Pensioni, la nuova soglia a 67 anni: favoriti infermieri e maestre

pensione

La speranza di vita a 65 anni, cioè il tempo che in media resta da vivere una volta superata quella soglia, è stata nel 2016 di 20,7 anni. Rispetto al 2013 l’aumento è di cinque mesi.

Lo rileva l’ISTAT nell’ultima pubblicazione sulla mortalità della popolazione residente in Italia. Il dato – riportato oggi sul Corriere – è importante perché alla speranza di vita è legata, per legge, l’età in cui è possibile andare in pensione. Proprio sulla base di questi numeri il governo, con un decreto direttoriale da emanare entro la fine dell’anno e che non passa per il Parlamento, deve fissare la nuova soglia che dal 2019 potrebbe salire a 67 anni, cinque mesi in più rispetto ad ora.

Anche se restano ancora in campo altre soluzioni, come un aumento più contenuto dell’età pensionabile o lo stop all’aumento solo per alcune categorie di lavoratori, come quelli che svolgono le cosiddette attività gravose, ad esempio gli infermieri e le maestre della scuola materna.
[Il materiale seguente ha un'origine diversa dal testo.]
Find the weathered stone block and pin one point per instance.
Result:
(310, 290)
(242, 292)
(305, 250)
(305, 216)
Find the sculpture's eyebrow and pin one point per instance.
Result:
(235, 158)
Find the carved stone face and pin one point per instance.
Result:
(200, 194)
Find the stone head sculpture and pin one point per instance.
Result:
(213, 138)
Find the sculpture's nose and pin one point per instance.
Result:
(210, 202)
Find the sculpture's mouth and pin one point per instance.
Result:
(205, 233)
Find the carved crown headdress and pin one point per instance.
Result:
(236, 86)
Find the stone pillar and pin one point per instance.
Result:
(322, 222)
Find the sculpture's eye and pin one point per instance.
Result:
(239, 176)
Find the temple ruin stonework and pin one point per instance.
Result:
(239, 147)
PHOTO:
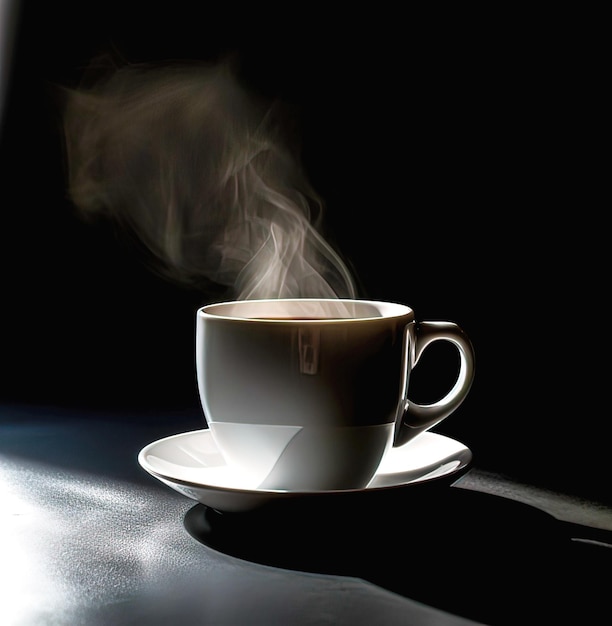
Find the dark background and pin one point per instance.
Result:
(457, 156)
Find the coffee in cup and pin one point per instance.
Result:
(308, 394)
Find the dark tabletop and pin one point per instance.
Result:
(88, 537)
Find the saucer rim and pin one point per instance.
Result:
(464, 456)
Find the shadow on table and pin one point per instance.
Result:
(477, 555)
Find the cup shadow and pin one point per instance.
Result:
(476, 555)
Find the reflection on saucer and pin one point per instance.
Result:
(191, 464)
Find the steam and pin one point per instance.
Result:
(201, 170)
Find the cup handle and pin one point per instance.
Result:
(414, 418)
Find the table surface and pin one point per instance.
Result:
(88, 537)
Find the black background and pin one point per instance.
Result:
(457, 154)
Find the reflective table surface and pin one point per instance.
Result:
(87, 537)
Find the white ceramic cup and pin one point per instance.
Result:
(309, 394)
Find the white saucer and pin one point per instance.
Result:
(191, 464)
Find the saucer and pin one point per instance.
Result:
(191, 464)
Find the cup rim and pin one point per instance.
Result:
(385, 310)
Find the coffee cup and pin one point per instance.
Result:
(308, 394)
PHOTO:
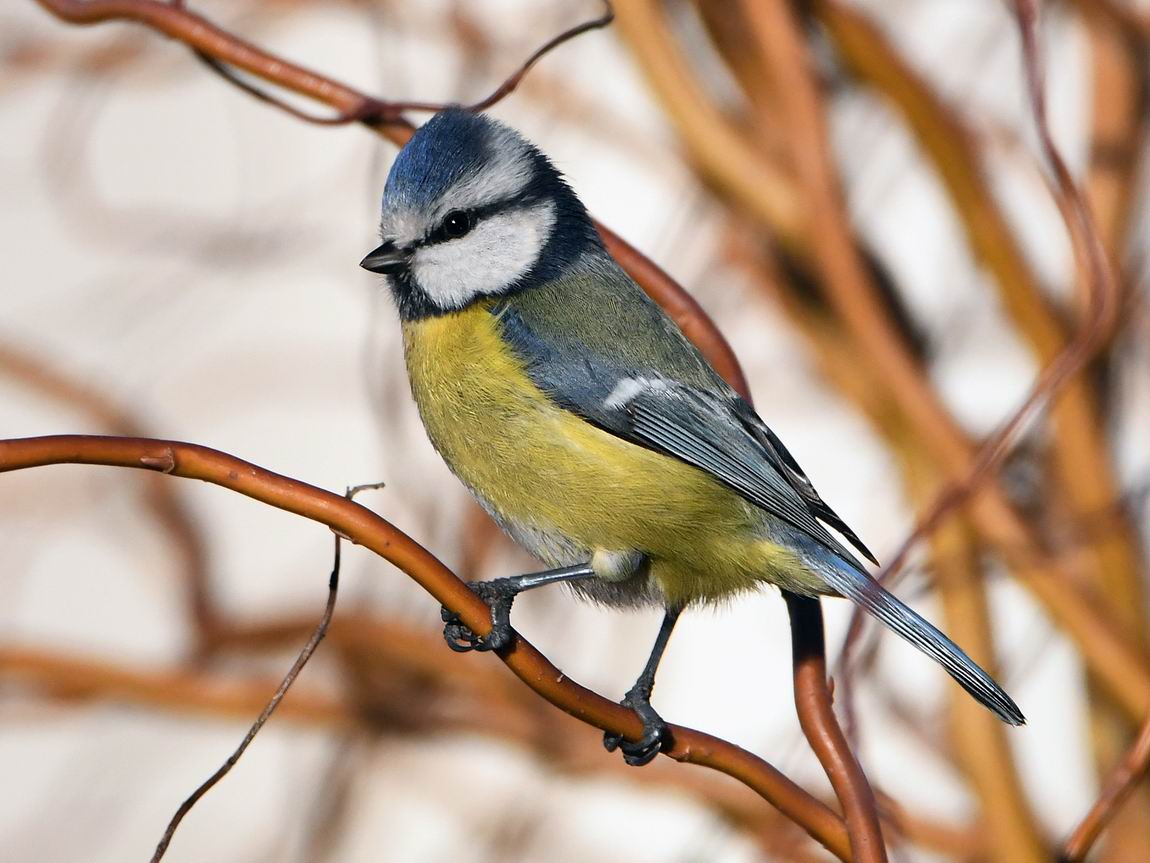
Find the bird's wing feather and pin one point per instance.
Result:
(712, 429)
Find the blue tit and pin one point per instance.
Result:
(585, 424)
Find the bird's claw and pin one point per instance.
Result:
(656, 734)
(498, 595)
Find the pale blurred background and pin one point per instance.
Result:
(186, 259)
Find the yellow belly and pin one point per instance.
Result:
(552, 475)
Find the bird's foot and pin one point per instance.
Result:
(656, 733)
(498, 594)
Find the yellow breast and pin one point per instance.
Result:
(547, 473)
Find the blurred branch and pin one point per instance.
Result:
(161, 501)
(185, 692)
(1117, 788)
(782, 51)
(368, 529)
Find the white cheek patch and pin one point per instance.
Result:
(497, 252)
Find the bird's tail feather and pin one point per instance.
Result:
(876, 601)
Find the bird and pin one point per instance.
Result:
(585, 424)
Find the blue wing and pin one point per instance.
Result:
(649, 386)
(711, 428)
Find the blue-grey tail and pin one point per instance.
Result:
(872, 597)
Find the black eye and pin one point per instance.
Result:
(457, 223)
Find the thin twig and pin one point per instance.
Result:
(375, 111)
(321, 629)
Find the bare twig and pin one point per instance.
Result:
(265, 715)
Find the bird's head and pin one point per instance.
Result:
(472, 209)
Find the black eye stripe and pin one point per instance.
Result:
(522, 200)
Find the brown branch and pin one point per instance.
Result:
(1117, 788)
(374, 533)
(783, 55)
(817, 715)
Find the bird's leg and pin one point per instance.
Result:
(656, 735)
(499, 594)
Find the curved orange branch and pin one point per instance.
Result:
(363, 527)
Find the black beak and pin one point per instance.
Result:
(385, 259)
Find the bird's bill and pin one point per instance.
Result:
(386, 258)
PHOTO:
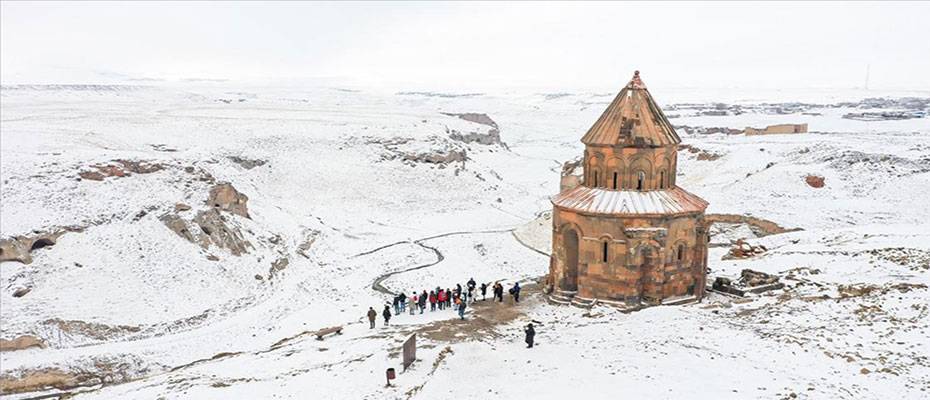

Oltre a un rinvio della decisione finale alla primavera prossima, dopo le elezioni.

“C’è una legge in vigore e rispetteremo la legge in vigore”, ha detto il il premier Paolo Gentiloni dopo il sì alla manovra, negando quindi che possa essere bloccata la crescita automatica dell’età pensionabile come previsto dalla legge Fornero all’aumento dell’aspettativa di vita.

In pratica non verrà fermato, come chiesto invece dai sindacati, lo scatto che dal primo gennaio 2019 porterà l’età pensionabile da 66 anni e sette mesi a 67 anni.

Obiettivo del provvedimento, ha sottolineato ancora Gentiloni, “resta quello di promuovere il lavoro. Questa legge di bilancio contribuisce in modo significativo in particolare con misure rivolte ai giovani, che insieme al mezzogiorno hanno sofferto in modo più evidente”.